The publishing world was frightened when ebooks first appeared and as far as I can see publishers are still frightened of them, because they’re still relatively new and they don’t quite know what effect their proliferation is going to have on mainstream publishers, and indeed on literary agents. In five or ten years’ time, will there even be such a thing as a publishing house? What’s the point of an author going through all the aggravation and hassle of writing a novel, finding an agent, letting the agent secure a publishing contract, doing all the editing and fiddling about with the cover design and all the rest, which will take months even if it all runs smoothly, when he could just as easily spend a few hours at the computer converting his words of wisdom into an electronic format that would be acceptable to Amazon, and then sitting back and waiting for the money to roll in?

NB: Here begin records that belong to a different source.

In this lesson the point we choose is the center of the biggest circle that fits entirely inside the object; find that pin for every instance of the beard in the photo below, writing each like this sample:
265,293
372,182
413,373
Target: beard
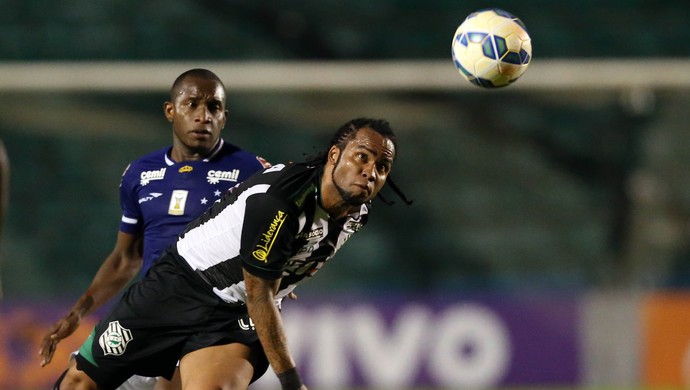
347,196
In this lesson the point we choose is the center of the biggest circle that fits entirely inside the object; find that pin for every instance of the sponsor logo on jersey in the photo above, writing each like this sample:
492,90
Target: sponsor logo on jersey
311,234
177,202
151,196
263,248
147,176
114,339
353,226
215,177
246,324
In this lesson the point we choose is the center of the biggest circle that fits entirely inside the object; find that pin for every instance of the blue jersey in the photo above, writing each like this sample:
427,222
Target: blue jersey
159,197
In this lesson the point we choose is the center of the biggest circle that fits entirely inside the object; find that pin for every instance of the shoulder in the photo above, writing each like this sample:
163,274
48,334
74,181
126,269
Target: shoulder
153,161
235,153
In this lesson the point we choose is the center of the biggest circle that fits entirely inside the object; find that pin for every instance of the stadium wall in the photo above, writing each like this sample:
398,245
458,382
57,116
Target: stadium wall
475,341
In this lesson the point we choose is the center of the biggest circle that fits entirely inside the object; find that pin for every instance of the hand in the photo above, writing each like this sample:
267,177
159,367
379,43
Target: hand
60,330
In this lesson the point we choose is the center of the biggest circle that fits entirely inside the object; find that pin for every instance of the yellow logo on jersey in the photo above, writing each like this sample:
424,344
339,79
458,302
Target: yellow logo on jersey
268,238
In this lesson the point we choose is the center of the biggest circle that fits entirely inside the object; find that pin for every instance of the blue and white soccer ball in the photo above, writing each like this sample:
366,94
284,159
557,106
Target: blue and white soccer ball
492,48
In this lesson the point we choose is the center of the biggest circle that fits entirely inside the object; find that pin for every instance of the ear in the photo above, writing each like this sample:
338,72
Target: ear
169,111
333,154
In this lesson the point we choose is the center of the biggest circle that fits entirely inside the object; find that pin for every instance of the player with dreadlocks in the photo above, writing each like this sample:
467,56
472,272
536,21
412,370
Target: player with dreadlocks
213,299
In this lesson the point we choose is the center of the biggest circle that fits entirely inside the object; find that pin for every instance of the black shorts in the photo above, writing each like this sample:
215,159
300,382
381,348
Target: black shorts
160,318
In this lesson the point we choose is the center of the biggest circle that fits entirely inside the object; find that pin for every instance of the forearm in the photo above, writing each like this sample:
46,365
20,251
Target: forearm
267,320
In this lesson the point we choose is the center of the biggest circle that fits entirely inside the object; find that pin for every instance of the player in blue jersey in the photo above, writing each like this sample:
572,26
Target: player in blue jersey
163,191
213,299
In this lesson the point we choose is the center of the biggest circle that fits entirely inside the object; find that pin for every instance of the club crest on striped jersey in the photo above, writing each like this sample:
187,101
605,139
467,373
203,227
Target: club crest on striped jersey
114,339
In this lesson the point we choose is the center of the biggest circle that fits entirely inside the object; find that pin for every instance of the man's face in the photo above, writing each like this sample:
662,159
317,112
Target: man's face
362,167
197,114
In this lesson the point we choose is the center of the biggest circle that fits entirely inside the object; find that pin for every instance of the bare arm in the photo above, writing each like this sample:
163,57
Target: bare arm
120,267
268,323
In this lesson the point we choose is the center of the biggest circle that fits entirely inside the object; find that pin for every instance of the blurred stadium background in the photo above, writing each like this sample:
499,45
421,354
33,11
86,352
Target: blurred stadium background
548,243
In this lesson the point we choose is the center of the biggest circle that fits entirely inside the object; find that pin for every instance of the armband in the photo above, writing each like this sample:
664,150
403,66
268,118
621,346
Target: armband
290,379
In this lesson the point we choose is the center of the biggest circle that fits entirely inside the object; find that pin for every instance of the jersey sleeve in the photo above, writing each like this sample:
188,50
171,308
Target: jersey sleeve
267,236
130,222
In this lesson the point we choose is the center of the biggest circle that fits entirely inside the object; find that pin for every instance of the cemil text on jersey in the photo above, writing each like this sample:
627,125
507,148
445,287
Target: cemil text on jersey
147,176
215,176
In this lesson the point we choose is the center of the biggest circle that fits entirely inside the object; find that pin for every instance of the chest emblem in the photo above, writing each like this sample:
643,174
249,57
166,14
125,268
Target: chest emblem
178,200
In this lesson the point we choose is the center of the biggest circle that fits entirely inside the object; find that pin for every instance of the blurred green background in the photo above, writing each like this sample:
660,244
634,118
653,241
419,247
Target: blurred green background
514,189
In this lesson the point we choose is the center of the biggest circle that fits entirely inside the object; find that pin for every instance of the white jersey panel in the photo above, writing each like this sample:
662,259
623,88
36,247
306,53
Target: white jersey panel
212,243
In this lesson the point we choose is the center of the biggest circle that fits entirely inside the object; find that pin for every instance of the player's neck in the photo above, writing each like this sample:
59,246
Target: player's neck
178,155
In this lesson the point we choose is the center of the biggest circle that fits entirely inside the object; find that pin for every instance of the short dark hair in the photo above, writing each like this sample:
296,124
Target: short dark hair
196,72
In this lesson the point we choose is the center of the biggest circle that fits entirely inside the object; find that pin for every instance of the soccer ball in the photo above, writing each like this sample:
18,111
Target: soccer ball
491,48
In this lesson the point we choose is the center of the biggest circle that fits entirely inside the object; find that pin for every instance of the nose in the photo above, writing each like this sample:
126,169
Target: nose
369,171
203,114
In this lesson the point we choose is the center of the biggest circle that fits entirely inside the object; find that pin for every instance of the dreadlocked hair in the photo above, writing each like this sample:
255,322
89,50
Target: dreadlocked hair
346,133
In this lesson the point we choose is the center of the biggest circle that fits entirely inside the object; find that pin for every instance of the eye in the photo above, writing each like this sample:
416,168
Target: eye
382,167
214,107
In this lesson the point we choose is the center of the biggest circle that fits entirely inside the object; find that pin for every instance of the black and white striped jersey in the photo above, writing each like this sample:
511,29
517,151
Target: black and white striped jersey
273,226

And if an author goes this route, there’s no agent sitting in the middle to take his 15% or 20% of the author’s meagre income, and we’re not talking about the author receiving revenues of 7% of the cover price either. He or she can pitch the price of the book exactly where they want it, and once Amazon has taken its fairly modest slice of the pie, all the rest is pure profit. A successful indie author has to sell a whole lot fewer books than a commercially-published writer to achieve the same level of income.
Some time ago I read an article in a British writing magazine which covered this topic rather neatly. The contributor quoted as an example a young female American author – using the word ‘author’ in its loosest possible sense – who had written some twenty ‘novels’ (I’m again using this word extremely loosely, as they were between 8,000 and 12,000 words in length, meaning that they were actually longish short stories) and was selling them all on the Internet. He even quoted a few sentences from one of these ‘books,’ which made it abundantly clear that the girl was almost completely illiterate, couldn’t spell most words longer than five letters and had only the haziest idea about grammar, punctuation, plotting and pretty much anything else to do with writing.

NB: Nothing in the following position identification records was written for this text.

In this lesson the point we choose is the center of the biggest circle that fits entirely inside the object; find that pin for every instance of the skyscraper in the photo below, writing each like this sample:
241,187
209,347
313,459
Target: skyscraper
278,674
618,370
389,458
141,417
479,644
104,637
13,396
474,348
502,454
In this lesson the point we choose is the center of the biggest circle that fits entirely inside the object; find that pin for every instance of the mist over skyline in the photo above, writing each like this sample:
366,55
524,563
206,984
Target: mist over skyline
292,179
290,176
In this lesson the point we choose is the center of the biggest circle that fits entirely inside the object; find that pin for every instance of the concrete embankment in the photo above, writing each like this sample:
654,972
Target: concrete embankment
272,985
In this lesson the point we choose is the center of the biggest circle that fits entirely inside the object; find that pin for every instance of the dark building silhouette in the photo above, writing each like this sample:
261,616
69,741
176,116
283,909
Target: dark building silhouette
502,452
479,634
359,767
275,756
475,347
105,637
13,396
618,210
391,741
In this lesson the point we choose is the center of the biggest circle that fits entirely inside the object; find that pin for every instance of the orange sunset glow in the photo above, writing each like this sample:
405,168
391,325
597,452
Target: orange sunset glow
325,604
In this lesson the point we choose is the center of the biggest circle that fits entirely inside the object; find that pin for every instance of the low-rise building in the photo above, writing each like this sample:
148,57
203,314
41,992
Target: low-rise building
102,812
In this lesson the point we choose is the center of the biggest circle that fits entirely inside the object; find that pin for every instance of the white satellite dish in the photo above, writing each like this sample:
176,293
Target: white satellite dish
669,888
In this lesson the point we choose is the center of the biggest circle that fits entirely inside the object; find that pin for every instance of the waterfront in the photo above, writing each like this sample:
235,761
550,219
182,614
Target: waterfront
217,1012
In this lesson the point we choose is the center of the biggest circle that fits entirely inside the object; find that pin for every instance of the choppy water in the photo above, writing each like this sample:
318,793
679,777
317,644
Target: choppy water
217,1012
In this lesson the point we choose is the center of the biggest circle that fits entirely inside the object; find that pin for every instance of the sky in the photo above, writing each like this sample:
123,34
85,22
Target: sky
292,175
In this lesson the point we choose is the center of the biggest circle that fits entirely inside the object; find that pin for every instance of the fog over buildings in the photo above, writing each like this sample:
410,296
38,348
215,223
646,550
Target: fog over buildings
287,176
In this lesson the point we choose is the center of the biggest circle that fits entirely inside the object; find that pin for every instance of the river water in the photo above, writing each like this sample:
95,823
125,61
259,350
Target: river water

But, and this is the real point of this story, she’d priced her ‘works’ at well under $5 each, and had sold in total some 200,000 copies. Even after Amazon or whichever company was handling the sales had taken its cut, this girl, with no readily discernible talent or ability, had achieved the kind of annual income that most British mainstream authors can only dream about.
So is that kind of thing the future of writing? I really hope not. The most important single thing that literary agents and publishers achieve at the moment is to act as gatekeepers, providing an unspoken guarantee that when a reader goes into a bookshop and chooses a printed novel, that novel will be of an acceptable standard. Of course, not all readers would agree with this statement, even if we decide to leave Dan Brown out of consideration. But I think most would accept that a book which has taken about a year to write, and has been accepted by a literary agent and then bought by a publishing house is far more likely to be worth reading than one which has been knocked together in a few hours by somebody sitting in their bedroom and then flogged as an e-book on the web.

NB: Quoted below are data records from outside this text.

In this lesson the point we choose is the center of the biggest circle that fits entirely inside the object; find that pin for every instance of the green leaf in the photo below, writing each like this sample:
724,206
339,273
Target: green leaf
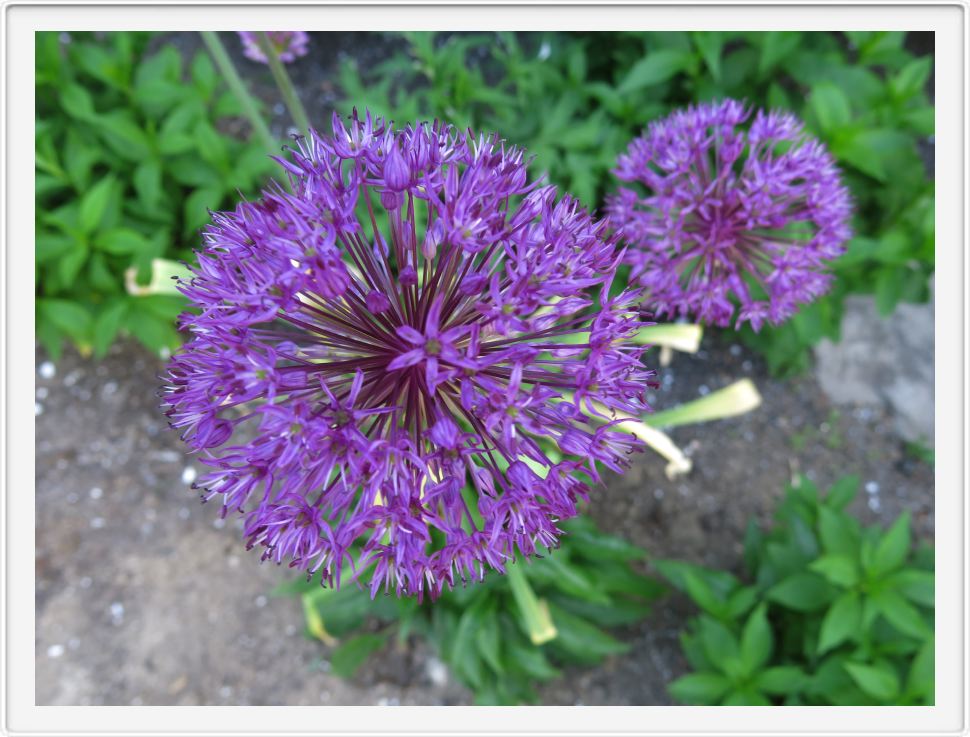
124,136
921,680
803,592
917,586
830,106
880,682
346,659
488,641
582,639
841,621
197,206
781,680
699,689
838,569
889,289
79,158
720,646
121,242
77,102
709,44
892,549
901,614
842,492
912,78
838,533
148,183
94,204
106,325
757,640
204,75
69,317
655,68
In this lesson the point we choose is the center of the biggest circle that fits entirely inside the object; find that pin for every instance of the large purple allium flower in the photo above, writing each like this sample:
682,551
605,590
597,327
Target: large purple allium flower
754,211
288,45
416,317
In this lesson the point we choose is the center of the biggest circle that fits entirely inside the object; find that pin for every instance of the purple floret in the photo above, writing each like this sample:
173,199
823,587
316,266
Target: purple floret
730,212
382,358
288,45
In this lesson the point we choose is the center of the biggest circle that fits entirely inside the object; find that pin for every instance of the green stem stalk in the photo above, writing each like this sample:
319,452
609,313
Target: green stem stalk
292,100
221,58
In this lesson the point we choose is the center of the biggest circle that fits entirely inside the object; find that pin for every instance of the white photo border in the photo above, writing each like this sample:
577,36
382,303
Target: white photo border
18,713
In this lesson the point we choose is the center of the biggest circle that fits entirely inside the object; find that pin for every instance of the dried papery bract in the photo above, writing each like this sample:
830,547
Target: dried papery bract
400,328
734,208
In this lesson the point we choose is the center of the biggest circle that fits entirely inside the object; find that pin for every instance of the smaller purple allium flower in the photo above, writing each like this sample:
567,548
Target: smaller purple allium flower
750,211
288,45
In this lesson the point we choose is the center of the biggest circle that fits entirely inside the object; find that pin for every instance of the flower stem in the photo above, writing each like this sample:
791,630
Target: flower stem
535,612
221,57
740,397
292,100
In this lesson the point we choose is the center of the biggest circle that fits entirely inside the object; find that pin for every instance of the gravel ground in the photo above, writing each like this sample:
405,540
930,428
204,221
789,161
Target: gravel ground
143,598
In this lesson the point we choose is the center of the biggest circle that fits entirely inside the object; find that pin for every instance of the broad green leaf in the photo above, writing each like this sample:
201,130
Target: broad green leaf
830,106
77,102
839,569
107,323
720,646
757,640
120,242
803,592
841,621
838,533
912,78
347,658
915,585
879,681
69,317
921,680
655,68
94,204
204,75
781,680
893,547
148,183
709,44
124,136
699,689
901,614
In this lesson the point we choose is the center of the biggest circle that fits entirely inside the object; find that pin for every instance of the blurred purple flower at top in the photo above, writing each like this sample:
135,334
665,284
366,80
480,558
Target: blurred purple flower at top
752,212
288,45
416,319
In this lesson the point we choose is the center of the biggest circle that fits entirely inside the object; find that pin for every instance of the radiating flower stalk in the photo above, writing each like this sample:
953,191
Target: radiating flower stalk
400,327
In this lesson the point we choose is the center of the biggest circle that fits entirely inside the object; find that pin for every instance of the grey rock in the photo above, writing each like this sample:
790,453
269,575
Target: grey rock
887,362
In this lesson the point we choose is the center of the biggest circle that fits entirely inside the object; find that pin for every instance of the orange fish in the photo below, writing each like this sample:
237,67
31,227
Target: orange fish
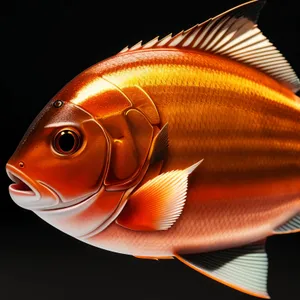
184,147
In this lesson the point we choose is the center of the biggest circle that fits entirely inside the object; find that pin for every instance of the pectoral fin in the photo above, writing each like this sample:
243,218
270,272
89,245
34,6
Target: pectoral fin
158,203
291,226
244,269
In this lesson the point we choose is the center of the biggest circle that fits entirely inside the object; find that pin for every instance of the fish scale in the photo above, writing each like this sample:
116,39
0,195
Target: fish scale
184,147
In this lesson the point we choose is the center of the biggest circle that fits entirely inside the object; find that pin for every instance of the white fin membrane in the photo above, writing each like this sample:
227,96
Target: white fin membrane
244,269
233,34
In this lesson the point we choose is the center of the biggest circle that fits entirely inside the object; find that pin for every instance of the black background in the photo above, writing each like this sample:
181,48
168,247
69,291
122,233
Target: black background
42,46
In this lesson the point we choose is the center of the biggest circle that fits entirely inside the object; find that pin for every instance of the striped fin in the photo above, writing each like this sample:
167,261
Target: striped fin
244,269
291,226
233,34
158,203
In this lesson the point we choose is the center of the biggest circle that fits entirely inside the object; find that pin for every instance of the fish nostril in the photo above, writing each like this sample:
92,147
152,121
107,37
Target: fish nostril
18,183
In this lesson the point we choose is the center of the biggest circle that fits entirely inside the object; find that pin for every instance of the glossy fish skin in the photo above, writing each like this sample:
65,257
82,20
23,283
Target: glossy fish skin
241,177
184,147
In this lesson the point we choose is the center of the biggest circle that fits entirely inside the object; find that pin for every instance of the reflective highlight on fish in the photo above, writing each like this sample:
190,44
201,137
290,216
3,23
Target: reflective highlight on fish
184,147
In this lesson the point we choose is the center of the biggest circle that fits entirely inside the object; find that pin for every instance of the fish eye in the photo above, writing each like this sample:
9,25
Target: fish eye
67,141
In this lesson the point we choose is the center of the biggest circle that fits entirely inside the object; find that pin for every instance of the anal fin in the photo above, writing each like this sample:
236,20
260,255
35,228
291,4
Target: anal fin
244,269
292,226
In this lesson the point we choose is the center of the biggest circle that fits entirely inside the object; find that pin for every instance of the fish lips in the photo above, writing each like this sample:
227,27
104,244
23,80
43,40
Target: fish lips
29,194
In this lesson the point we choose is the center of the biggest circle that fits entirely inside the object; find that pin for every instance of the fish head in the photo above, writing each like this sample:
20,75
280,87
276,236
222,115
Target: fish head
61,159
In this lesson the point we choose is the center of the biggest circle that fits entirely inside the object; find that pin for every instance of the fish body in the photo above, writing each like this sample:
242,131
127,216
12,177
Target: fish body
184,147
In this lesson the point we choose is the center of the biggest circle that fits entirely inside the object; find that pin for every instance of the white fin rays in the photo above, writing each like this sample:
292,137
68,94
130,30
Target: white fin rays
233,34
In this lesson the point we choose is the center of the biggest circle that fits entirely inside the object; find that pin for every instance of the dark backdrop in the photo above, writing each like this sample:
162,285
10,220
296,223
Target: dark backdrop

What does the future hold? Nobody knows, obviously, but I do think it’s fairly clear that ebooks will occupy an increasingly large share of the market over the next few years as the technology proliferates. We may even see the demise of some of the High Street bookshops as increasing competition from the online retailers hits harder. But I still think we’ll find both literary agents and mainstream publishers in business. Perhaps a slightly different business from the model they’re used to, but they’ll still be there.
At least, that’s what I hope. As the Chinese say: ‘may you live in interesting times’. And I certainly think we do, and not just because of Covid.